Les dernières pièces mixtes que j’ai composées sont récentes et constituent The Lips Cycle que j’achèverai prochainement avec un dernier volet pour alto, harpe et électronique. Ce vaste projet m’a définitivement réconcilié avec l’électronique dans sa relation avec l’instrument acoustique. Il m’a permis de mener un véritable laboratoire de recherche autour de la technique instrumentale et, plus particulièrement, autour des techniques élargies pour la production du son en les mettant en lien avec l’informatique: le son riche, le son nouveau, le son surprenant l’est d’autant plus quand il est augmenté par la manipulation électroacoustique. Le lien entre la source instrumentale et son double altéré, modifié parfois jusqu’aux limites de son identité, se voit en réalité renforcé grâce à l’artifice qui nous transforme en authentiques luthiers à chaque fabrication sonore, à chaque avatar de l’instrument que nous avons métamorphosé… et ce jusqu’à la nouvelle incarnation que nous susciterons.
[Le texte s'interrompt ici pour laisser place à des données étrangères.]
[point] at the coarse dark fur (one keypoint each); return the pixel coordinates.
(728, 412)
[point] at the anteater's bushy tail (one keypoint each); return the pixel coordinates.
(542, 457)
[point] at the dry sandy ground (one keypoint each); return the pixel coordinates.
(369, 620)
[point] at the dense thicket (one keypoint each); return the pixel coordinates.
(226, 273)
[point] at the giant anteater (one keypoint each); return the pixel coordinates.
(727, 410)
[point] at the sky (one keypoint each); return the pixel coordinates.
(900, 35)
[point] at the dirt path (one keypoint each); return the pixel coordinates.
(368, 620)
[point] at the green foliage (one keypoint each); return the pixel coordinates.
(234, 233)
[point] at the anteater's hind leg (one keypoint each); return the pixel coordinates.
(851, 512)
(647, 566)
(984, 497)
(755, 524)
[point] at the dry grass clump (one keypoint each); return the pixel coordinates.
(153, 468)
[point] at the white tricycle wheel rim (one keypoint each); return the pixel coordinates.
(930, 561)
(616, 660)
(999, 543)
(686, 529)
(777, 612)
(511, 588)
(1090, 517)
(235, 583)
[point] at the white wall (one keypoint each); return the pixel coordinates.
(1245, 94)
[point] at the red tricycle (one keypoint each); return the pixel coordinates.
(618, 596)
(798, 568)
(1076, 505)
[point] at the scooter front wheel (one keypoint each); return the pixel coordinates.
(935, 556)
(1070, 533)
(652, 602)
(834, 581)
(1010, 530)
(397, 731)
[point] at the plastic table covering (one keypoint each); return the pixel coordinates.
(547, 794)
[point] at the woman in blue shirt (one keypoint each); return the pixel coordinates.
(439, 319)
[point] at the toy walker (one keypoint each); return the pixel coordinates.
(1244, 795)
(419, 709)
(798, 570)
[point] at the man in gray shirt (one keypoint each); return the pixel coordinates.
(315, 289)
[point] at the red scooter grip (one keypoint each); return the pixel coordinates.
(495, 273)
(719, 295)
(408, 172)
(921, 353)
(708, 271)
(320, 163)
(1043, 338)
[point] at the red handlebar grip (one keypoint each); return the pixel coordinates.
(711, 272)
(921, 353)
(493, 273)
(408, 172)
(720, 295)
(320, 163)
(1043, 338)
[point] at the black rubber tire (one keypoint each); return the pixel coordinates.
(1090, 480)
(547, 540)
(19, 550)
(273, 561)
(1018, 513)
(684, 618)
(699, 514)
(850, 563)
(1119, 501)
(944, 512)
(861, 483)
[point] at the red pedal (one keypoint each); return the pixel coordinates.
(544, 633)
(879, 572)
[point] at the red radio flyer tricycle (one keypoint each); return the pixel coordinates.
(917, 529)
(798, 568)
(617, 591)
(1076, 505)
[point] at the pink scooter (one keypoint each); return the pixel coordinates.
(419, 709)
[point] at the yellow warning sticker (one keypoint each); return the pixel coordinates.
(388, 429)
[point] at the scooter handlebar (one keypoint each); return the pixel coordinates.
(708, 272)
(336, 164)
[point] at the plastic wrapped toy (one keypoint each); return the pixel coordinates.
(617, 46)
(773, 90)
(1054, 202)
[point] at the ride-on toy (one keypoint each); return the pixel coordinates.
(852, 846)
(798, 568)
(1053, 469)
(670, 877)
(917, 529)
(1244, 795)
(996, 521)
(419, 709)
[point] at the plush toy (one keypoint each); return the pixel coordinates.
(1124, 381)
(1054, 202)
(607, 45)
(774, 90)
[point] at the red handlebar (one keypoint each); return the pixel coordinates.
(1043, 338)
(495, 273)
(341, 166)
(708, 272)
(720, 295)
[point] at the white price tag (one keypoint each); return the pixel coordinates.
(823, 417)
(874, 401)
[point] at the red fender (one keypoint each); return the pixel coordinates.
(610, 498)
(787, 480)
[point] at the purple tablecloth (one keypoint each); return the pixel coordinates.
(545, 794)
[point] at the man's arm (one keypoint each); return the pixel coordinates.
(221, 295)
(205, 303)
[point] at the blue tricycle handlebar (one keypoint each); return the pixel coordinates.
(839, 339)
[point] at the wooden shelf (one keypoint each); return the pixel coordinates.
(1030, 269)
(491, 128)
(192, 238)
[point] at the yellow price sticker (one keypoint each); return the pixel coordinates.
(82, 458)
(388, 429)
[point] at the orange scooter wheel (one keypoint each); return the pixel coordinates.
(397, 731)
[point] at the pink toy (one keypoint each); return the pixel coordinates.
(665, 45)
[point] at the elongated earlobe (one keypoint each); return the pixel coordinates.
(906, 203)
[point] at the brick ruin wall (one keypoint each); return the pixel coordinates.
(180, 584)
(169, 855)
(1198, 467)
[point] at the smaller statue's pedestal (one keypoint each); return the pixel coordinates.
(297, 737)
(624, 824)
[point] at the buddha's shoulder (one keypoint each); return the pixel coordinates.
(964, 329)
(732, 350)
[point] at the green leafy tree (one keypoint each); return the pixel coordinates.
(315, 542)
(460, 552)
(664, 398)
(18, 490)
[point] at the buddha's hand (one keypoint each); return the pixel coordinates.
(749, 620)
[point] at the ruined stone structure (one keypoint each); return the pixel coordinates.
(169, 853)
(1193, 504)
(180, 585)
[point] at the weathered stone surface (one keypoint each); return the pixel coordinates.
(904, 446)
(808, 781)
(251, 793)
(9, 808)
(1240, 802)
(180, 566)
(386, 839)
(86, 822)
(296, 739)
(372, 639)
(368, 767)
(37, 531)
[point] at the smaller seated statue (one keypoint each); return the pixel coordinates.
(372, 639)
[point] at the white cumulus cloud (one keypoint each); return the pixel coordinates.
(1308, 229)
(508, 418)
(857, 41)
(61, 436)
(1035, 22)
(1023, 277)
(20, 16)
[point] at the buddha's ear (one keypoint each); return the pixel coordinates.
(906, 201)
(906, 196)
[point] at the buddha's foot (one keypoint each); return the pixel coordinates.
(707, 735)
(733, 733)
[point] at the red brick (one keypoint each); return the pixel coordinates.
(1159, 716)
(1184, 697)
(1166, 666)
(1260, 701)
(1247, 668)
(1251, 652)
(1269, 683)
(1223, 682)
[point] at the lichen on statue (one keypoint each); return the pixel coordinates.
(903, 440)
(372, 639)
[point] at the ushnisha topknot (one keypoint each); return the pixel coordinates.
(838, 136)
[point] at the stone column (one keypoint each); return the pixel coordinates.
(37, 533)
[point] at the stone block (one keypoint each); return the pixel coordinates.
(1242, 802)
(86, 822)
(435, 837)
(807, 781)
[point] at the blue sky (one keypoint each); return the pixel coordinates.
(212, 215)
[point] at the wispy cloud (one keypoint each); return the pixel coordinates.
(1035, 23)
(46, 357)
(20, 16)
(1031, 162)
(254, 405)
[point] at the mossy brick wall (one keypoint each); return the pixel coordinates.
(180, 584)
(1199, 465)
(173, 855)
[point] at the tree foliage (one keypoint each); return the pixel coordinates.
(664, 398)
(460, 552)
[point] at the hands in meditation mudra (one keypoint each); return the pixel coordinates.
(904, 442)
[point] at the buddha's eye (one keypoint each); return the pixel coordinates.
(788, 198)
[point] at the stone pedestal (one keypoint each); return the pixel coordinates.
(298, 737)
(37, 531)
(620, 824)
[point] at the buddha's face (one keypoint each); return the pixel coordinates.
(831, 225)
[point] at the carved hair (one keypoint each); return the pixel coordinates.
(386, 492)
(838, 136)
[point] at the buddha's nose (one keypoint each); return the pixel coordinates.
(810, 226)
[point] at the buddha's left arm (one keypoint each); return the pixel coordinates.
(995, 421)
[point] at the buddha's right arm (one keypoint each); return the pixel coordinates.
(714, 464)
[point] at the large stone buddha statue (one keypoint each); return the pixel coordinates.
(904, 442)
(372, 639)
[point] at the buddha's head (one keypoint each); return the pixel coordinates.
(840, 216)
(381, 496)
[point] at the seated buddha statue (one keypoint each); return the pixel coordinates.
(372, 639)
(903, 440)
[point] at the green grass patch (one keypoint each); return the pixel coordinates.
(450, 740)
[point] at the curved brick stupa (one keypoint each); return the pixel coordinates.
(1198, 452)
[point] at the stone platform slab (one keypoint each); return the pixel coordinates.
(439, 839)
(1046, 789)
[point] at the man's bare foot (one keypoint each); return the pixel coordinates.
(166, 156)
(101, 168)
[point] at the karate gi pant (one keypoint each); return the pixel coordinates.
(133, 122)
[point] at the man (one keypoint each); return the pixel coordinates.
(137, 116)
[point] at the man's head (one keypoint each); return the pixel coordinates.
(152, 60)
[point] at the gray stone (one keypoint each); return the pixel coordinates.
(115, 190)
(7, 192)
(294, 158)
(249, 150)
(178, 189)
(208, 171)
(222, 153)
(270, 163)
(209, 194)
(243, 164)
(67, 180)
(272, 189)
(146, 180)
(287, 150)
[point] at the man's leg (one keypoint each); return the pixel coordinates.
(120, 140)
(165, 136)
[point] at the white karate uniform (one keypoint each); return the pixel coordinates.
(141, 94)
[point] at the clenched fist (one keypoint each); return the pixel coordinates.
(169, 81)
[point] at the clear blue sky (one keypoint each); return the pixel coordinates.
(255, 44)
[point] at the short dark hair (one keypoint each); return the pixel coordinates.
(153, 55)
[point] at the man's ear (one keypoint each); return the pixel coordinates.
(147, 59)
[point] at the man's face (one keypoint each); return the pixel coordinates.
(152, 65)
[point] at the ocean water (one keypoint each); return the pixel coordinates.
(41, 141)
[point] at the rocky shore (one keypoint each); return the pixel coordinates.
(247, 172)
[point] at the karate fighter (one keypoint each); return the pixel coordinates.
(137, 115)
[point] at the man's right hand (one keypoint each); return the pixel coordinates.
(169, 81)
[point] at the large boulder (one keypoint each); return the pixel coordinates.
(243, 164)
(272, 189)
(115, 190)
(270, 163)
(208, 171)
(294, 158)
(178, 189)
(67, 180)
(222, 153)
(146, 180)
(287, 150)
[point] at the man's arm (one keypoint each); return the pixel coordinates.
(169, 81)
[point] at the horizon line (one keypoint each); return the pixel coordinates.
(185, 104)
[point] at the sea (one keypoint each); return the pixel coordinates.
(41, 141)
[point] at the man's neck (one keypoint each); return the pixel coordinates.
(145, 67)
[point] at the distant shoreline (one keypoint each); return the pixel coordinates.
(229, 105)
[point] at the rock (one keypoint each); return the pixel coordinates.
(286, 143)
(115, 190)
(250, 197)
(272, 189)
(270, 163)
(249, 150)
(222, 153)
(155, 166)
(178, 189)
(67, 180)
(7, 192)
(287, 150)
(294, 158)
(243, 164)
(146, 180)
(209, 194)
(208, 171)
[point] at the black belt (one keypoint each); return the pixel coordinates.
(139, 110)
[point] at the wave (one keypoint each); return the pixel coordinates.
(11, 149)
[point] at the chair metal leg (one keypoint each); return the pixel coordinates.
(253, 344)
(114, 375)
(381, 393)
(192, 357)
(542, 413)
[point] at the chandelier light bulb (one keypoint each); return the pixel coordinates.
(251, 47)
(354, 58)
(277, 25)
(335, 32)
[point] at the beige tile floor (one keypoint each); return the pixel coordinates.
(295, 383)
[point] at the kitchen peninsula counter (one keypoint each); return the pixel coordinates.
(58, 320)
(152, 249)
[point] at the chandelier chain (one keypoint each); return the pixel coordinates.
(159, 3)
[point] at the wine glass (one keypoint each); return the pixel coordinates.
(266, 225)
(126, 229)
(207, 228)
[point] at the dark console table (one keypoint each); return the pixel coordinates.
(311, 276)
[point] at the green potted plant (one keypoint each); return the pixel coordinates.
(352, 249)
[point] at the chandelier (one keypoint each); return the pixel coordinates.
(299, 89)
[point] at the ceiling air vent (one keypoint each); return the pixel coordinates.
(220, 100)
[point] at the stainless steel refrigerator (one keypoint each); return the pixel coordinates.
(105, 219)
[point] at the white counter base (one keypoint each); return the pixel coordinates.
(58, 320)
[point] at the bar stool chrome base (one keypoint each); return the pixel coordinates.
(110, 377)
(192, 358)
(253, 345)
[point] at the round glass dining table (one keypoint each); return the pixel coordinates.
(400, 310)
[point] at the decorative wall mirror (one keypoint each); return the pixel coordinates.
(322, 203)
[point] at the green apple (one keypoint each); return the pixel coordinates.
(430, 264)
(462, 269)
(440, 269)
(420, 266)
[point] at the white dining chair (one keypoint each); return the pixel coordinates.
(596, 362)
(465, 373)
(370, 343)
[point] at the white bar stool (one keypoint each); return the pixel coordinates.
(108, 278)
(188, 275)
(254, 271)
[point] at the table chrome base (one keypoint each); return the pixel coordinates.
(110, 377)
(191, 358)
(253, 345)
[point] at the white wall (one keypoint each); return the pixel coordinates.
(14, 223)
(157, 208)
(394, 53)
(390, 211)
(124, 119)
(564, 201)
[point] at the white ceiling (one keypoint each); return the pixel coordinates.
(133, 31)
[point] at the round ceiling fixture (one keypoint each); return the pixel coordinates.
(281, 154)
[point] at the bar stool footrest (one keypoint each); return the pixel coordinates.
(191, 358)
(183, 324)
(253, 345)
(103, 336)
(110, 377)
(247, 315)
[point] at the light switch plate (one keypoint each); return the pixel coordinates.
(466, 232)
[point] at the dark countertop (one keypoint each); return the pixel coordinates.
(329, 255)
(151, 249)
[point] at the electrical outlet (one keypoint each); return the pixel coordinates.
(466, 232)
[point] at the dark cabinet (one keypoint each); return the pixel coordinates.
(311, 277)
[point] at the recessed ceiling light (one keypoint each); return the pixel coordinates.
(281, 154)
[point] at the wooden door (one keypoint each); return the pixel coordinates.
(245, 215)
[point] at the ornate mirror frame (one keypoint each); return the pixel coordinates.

Sous cet angle, la composition de A Faraday Cage a présenté un véritable défi : le son du marimba étant à la fois particulièrement irrégulier et pré-visible, son attaque très présente et sa résonance assez courte selon les différents registres, ses capacités harmoniques sont restreintes par la technique de jeu avec quatre baguettes. Ces caractéristiques qui sont propres à l’instrument, je les ai vécues comme un conditionnement qui a déterminé les règles de jeu régissant une forme de prison sonore. L’image d’une cage enfermant l’instrument et son interprète, mais aussi ses auditeurs, m’est venue dès les débuts de la composition de la pièce. Une Cage de Faraday de laquelle rien n’échappe et dans laquelle tout tend à persister. Les sons qui y sont produits, les figures, les différentes strates rythmiques, les idées musicales et leurs transformations électroacoustiques, tracent alors un territoire sonore et discursif qui leur est propre, déterminant leur frontière et leur limite.
Cette espace sonore enferme un marimba et son double virtuel préalablement échantillonné, un interprète et son double électronique jouant des formulations rythmiques modélisées à l’aide de l’ordinateur et circulant dans la salle à l’aide de quatre enceintes entourant le public. Un double avatar pour réaliser une pièce mixte ou la question de la similitude, de la réflexion, de la répé- tition, du retour et de la transformation est une problématique naturellement centrale que je n’ai pas voulu éluder.
A Faraday Cage est dédiée à Laurent Mariusse.
Daniel D’Adamo
Note de programme du concert du 29 juin 2016 au Centquatre, dans le cadre du festival ManiFeste de l'Ircam.